The latest development comes after last week’s arrest of the Transport Minister S Iswaran, a PAP stalwart, by the Corrupt Practices Investigation Bureau (CPIB) – the highest-profile corruption investigation involving the ruling party in nearly four decades.

Also arrested was the Singapore-based Malaysian billionaire Ong Beng Seng, who together with Iswaran, has been the driving force behind the city state’s hosting of a Formula One night race since 2008. The CPIB and Prime Minister Lee have not said what the investigation is about.
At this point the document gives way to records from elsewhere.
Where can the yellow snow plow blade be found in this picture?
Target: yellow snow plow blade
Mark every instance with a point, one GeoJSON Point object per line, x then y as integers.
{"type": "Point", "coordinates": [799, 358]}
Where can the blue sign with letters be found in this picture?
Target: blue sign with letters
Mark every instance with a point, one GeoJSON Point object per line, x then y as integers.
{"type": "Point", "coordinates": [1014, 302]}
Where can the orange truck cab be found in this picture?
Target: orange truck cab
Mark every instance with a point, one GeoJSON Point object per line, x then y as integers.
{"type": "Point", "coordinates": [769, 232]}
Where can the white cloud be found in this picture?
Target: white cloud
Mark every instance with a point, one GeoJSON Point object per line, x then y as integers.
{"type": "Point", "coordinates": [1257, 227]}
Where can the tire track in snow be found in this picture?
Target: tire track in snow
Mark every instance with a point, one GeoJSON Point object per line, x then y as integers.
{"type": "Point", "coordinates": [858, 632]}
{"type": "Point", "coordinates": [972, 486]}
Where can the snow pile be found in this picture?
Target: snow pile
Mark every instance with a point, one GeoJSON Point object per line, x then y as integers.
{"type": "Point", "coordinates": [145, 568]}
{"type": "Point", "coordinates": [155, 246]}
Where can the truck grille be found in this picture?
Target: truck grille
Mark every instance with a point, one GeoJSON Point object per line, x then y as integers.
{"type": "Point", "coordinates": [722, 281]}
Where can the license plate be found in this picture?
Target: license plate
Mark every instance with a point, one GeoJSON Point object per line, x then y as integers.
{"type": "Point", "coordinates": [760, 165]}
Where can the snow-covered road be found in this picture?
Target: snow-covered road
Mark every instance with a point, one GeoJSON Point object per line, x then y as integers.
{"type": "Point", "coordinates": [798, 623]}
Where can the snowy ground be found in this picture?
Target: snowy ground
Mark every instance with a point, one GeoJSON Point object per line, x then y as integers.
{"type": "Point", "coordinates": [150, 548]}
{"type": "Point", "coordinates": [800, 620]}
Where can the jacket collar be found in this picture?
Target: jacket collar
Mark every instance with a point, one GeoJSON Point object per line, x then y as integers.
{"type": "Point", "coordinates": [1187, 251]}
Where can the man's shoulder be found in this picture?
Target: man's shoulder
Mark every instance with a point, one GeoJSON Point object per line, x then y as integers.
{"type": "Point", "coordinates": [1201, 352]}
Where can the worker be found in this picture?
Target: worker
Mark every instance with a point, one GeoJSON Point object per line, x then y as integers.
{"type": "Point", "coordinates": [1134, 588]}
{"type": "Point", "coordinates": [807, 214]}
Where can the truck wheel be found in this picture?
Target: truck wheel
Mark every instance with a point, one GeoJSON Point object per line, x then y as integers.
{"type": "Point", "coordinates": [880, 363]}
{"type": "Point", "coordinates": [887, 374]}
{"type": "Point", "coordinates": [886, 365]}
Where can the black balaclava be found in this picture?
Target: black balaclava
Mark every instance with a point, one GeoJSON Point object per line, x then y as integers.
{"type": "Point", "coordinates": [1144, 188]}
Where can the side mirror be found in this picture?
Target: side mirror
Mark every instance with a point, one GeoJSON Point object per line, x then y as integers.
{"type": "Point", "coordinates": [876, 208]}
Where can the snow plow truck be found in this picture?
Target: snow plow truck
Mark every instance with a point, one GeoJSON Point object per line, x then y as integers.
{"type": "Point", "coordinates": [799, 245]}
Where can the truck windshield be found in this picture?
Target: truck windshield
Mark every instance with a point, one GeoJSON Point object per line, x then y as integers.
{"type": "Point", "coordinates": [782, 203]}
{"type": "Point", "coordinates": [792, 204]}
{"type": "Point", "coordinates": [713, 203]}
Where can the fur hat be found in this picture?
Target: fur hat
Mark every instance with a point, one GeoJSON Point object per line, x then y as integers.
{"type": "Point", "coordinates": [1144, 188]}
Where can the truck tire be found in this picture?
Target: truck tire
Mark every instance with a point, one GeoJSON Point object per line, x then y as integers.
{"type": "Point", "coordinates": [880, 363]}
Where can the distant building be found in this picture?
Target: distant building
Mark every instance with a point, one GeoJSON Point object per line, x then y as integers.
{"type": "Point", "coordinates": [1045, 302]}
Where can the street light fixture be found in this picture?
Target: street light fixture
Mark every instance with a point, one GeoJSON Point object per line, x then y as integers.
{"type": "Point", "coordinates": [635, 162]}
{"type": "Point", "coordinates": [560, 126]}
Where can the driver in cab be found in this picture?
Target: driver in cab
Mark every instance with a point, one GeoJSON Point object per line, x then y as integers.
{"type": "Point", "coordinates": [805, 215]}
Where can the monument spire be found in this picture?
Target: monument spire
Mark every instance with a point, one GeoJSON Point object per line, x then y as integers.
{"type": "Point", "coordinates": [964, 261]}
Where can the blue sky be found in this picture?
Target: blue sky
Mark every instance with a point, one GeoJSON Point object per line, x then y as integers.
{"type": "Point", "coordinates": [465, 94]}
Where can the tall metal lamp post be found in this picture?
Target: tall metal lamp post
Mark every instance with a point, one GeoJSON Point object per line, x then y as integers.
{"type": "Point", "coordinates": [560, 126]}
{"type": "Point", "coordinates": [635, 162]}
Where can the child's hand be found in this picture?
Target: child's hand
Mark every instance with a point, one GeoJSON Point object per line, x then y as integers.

While the latest political intrigue is mild compared to the roller-coaster politics of Singapore’s Southeast Asian neighbours, observers said it had to be seen as a deep crisis given that the PAP had staked its reputation on upholding stringent standards of probity and incorruptibility.

The PAP, co-founded by Prime Minister Lee’s father Lee Kuan Yew, has been in power without interruption since 1959 and is widely credited for the compact nation’s rise from third- to first-world status.
For a country so dependent on stable and solid leadership provided by the PAP, these developments are … a body blow to Singapore
Eugene Tan, analyst

Veteran political observer Bilveer Singh said the current state of affairs amounted to “one of the worst times for the PAP in politics in the last 50 years”.

“There’s pressure on the prime minister. He, and the party, needs to come clean for the confidence – both domestically and internationally,” he said.

Eugene Tan from the Singapore Management University said the latest development made the narrative that the ruling party had fallen short of its high standards “much harder to beat back”.

“For a country so dependent on stable and solid leadership provided by the PAP, these developments are a huge setback, a body blow to Singapore,” he said.

Singapore’s DPM Wong pledges transparency as ruling PAP reels from graft probe

The opposition Workers’ Party, which has nine out of 91 elected MPs, was on Monday dealing with a crisis of its own.

The party said it was “looking into the matter” after a video clip emerged on social media showing MP Leon Perera, 53, holding and stroking the hand of Nicole Seah, 36, the popular head of the party youth wing.

Both politicians are married with children. The party characterised the video as “an inappropriate exchange between two senior party members”.